How to Change Mac Snow Leopard’s Speech Preferences
Snow Leopard’s speech settings let you set preferences for how Mac recognizes speech, and what commands it can understand. Not only that, Snow Leopard can read the screen to you. To access Speech Preferences, open System Preferences by clicking the gear icon on the Dock, then navigate to the speech options.
The two tabs here are
Speech Recognition: This pane has two tabs of its own: Settings and Commands. With Speakable Items toggled on, you can control Snow Leopard with spoken commands.
Settings tab: If you have more than one microphone, you can select which one you want to use as well as set the input volume with the Calibrate button. You can change the Listening key (Esc by default) and specify whether your Mac should listen only while the key is pressed or whether the Listening Key toggles listening on and off.
You can also change the name of your computer (using the Keyword box) and whether that name is required before a command. From the Play This Sound pop-up menu, you can indicate what sound effect Mac OS X plays when it recognizes a speech command. (Optionally, Snow Leopard can confirm the command by speaking it if you enable the Speak Command Acknowledgement check box.)
Commands tab: Here you can select which types of commands are available as well as whether exact wording of command names is required.

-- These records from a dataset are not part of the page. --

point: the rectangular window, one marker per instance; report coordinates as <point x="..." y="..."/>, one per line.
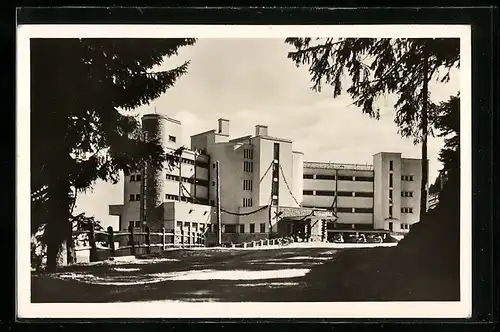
<point x="364" y="178"/>
<point x="276" y="151"/>
<point x="247" y="185"/>
<point x="364" y="194"/>
<point x="275" y="188"/>
<point x="325" y="177"/>
<point x="248" y="154"/>
<point x="247" y="202"/>
<point x="325" y="193"/>
<point x="248" y="166"/>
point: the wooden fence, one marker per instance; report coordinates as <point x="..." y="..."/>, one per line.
<point x="104" y="244"/>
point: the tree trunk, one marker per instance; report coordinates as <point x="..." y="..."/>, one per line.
<point x="425" y="164"/>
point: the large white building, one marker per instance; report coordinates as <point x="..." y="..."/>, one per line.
<point x="265" y="187"/>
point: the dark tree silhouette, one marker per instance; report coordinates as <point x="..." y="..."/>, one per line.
<point x="80" y="92"/>
<point x="378" y="67"/>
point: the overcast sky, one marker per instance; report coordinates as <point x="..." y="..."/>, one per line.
<point x="250" y="82"/>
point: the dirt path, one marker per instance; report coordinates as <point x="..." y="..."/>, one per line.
<point x="286" y="274"/>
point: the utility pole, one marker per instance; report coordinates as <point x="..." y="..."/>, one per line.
<point x="219" y="226"/>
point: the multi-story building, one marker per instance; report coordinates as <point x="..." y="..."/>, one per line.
<point x="382" y="196"/>
<point x="265" y="188"/>
<point x="175" y="197"/>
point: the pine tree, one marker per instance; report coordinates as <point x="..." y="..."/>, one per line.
<point x="379" y="67"/>
<point x="81" y="90"/>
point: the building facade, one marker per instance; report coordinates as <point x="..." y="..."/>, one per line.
<point x="266" y="188"/>
<point x="381" y="196"/>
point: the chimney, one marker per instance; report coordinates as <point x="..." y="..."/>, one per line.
<point x="223" y="127"/>
<point x="260" y="130"/>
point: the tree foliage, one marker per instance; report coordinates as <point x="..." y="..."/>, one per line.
<point x="81" y="90"/>
<point x="383" y="66"/>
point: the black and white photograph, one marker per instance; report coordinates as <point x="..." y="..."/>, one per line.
<point x="244" y="171"/>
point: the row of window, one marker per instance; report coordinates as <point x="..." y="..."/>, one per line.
<point x="135" y="197"/>
<point x="248" y="153"/>
<point x="339" y="193"/>
<point x="248" y="185"/>
<point x="188" y="226"/>
<point x="134" y="224"/>
<point x="348" y="210"/>
<point x="200" y="182"/>
<point x="248" y="166"/>
<point x="340" y="177"/>
<point x="247" y="202"/>
<point x="186" y="199"/>
<point x="237" y="228"/>
<point x="406" y="210"/>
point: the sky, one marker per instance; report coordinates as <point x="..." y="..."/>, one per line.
<point x="251" y="82"/>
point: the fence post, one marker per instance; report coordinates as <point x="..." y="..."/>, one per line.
<point x="148" y="240"/>
<point x="111" y="240"/>
<point x="163" y="238"/>
<point x="93" y="247"/>
<point x="131" y="240"/>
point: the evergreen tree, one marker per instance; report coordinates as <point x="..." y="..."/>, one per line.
<point x="378" y="67"/>
<point x="81" y="90"/>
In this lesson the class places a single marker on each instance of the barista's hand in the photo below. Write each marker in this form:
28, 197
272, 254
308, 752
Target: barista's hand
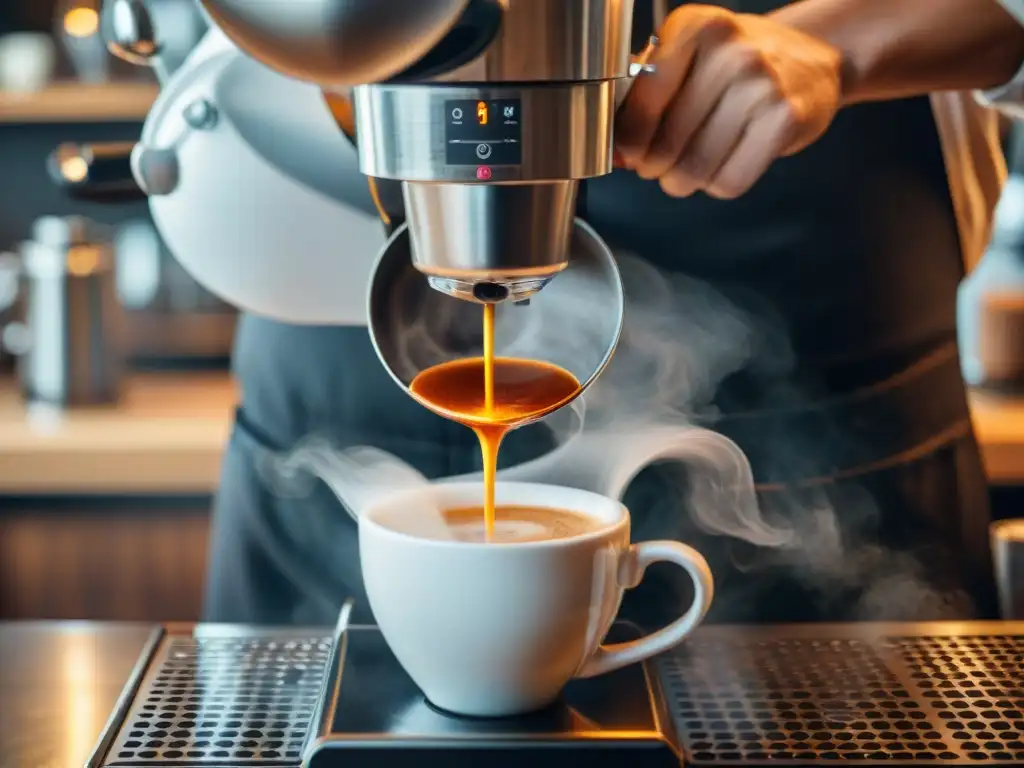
731, 93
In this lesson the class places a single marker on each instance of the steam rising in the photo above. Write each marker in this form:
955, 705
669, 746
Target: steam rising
680, 340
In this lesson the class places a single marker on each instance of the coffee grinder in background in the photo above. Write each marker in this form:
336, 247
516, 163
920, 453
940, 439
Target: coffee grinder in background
990, 303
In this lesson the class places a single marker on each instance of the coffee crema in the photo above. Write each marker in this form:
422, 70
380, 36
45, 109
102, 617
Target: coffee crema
493, 395
514, 524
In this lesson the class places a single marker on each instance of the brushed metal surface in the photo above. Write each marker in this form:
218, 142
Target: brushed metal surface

Click the self-named button to open the Speakable Items Folder from this pane.
Text to Speech: Here’s a fun pane. Click a voice from the System Voice pop-up menu, and Mac OS X uses that voice to speak to you from dialogs and applications. You can set the Speaking Rate (from Slow to Fast) and play a sample by clicking the Play button. (Try Zarvox, Bubbles, and Pipe Organ.)
The Announce When Alerts are Displayed feature actually speaks the text within alert dialogs; to configure spoken alerts, click the Set Alert Options button. You can optionally add a phrase before the text, which you can choose from the Phrase pop-up menu. To add a phrase to the list, like Don’t Panic!, choose Edit Phrase List from the list. Move the Delay slider to specify how much time your Mac waits before reading the dialog to you.
You can also optionally announce when an application wants your attention, and Snow Leopard can speak the text that’s currently selected within an application when you press a key that you specify.
This pane also provides a couple of convenient shortcut buttons that take you to other speech centers within System Preferences, specifically, the Date & Time and Universal Access panes.